Catching Lobster in the Florida Keys, this is a “How To Guide”
Catching lobster is truly one of the activities I enjoy the most while diving
in the Florida Keys. If you haven’t tired to catch these “bugs” yet, you’re missing out on a really great time. It’s tough at first but with a little practice and understanding you’ll get the hang of it.
I’ve been catching lobsters for so many years now, and it seems oh so easy to me. I’ve taught several people the techniques I use and will try and pass them onto you here in this page.
Important to remember, lobsters move backwards and they can move fast.
I dive both using the Hookah and free diving for lobster. I probably catch more lobster free diving than on air. I love it. What a work out.
First thing you need to do is check the weather and the tides.
If you're going to the backcountry you’ll need to know how to convert the tides for the different areas out back.
Next you’ll need to get your gear ready. Be sure to check your net for any holes. It’s like every time I go out catching lobster, I’ll end up with a hole in at least one of my nets. They get hung on coral branches and rocks. When I jerk them free, it rips a hole in the net. I use small plastic cable ties to mend them. It works great.
The gear list should include your mask, fins, snorkel, net, tickle sticks with the measurer attached, catch bag, a tough pair of gloves, and I wear a sleeve. I also have my name on all my dive gear. It just makes things simple when you get back to the dock, especially if all the gear gets piled together.
My sleeve is way overdue for replacement. I’ve had it for almost 20 years. It came from Ron Jon’s up in Melbourne Florida. My friend’s wife bought it for him and it was too small, so he gave it to me. I haven’t been able to find another one. I wonder if they still make them. It’s made of a thin neoprene, the stuff wet suits are made of, but much thinner. Its purpose it to keep your arm from getting shredded when your handling the lobster after catching it. It works really well.
I prefer a catch bag that has the rigid plastic tunnel with the flap that closes when the lobster passes by the flap. It closes automatically. I prefer the catch bags that are all mesh. With the all mesh bags you may get a few cuts and jabs on your legs while carrying the lobster around. If you use the bags that are part mesh and part canvas you’ll get a lot of drag from the water it holds. You see I plan to have my bag full of lobster so I worry about extra drag and weight.
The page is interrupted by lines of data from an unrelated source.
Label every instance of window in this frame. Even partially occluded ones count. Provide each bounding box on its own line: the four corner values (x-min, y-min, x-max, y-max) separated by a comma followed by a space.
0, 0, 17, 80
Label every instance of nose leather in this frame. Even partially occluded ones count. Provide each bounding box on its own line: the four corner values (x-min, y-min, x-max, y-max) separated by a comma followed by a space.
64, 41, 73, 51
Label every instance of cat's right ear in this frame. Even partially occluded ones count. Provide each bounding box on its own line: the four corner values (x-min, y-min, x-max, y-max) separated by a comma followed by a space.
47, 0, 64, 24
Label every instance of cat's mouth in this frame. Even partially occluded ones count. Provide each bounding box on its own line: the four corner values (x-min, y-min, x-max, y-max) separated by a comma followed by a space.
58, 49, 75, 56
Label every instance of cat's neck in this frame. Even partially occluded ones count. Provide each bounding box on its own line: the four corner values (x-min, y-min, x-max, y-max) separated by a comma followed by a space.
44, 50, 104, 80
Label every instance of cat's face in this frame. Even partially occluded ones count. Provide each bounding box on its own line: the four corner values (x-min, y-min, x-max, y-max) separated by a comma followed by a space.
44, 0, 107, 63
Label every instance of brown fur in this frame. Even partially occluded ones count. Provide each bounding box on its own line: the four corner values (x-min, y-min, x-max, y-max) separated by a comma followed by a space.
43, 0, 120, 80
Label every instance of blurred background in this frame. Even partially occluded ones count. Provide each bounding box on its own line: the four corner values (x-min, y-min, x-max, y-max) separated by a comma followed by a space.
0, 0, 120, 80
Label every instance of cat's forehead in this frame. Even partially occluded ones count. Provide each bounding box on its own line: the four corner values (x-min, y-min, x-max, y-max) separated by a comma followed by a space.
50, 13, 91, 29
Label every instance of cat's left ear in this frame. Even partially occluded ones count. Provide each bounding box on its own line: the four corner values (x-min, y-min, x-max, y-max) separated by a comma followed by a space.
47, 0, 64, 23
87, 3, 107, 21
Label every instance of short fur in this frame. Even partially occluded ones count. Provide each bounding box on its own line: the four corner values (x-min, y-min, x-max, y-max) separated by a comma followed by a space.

I always take two nets and two to three tickle sticks on the boat for my use. If I get a hole in my net, I have a back up. I take two long tickle sticks and one shorter one. I have an extra long one for a back up in case I lose mine. The short one is for the different areas I may dive in. If I’m diving where there’s lots of heads and their really close to each other I need the short tickle stick for catching lobster. Any other area I prefer the long stick. Some heads and ledges can be really deep. The long tickle stick allows me to have a better chance of reaching the ones that are hiding in the back.
OK, you’re diving, you spot the lobsters antennas. The first thing I do is go down and see how many are with him. Then I start to catch them. It’s best to take the first one in the line and work your way thru them. If you try to tickle one in the middle out, you’ve got a good chance of scattering the rest of them.
Place the tickle stick to the opposite side of the lobster from the way you’re wanting him to move. If you’re going to put your net on the left side of the lobster, then put your tickle stick on the right side of the lobster. Just give him a few taps near his tail to get him started moving. Guide his movement with your tickle stick. Have your net in position when you start moving him out. Be sure your net isn't going to come in contact with the lobsters antennas or that the net isn't hung up on some coral around the head or ledge. If he feels the net with his antennas he’s going to stop moving or dart back into his hiding place. This is the one thing that people new to catching lobster have a tough time with. You need to keep the net away from his antennas. This means moving the net sometimes. I keep mine almost vertical with the rim on the bottom of the ocean. When I get the lobster tickled out, I adjust the net to be behind and under his tail. As soon as he’s there, I nail him. Then I grab him thru the net with my other hand.
Hold the lobster firmly when removing him from the net. This is a really good time for him to escape. Maneuver either the tail or the antenna and horn area out first. They’re usually both stuck in the net. You’ll need to get one of these parts out first to allow the rest of the lobster to be removed from the net.
Now you need to measure your catch. The measurer is exactly 3". While you’re holding him firmly place one end of the measurer between the two horns on his head. If the other end of the gap in the measurer is unable to slide over the body cavity, he’s legal. If the measurer slides over the body area at all, he’s a short. You would then let him go free.
The carapace of the lobster must be greater than 3' to be legal.
Dive down and get your catch bag and stuff him in if he is legal. That's all their is to catching lobster. Pretty simple.
With a little practice and also watching someone that’s good at catching lobster you can figure out your own particular technique and be a master at the sport.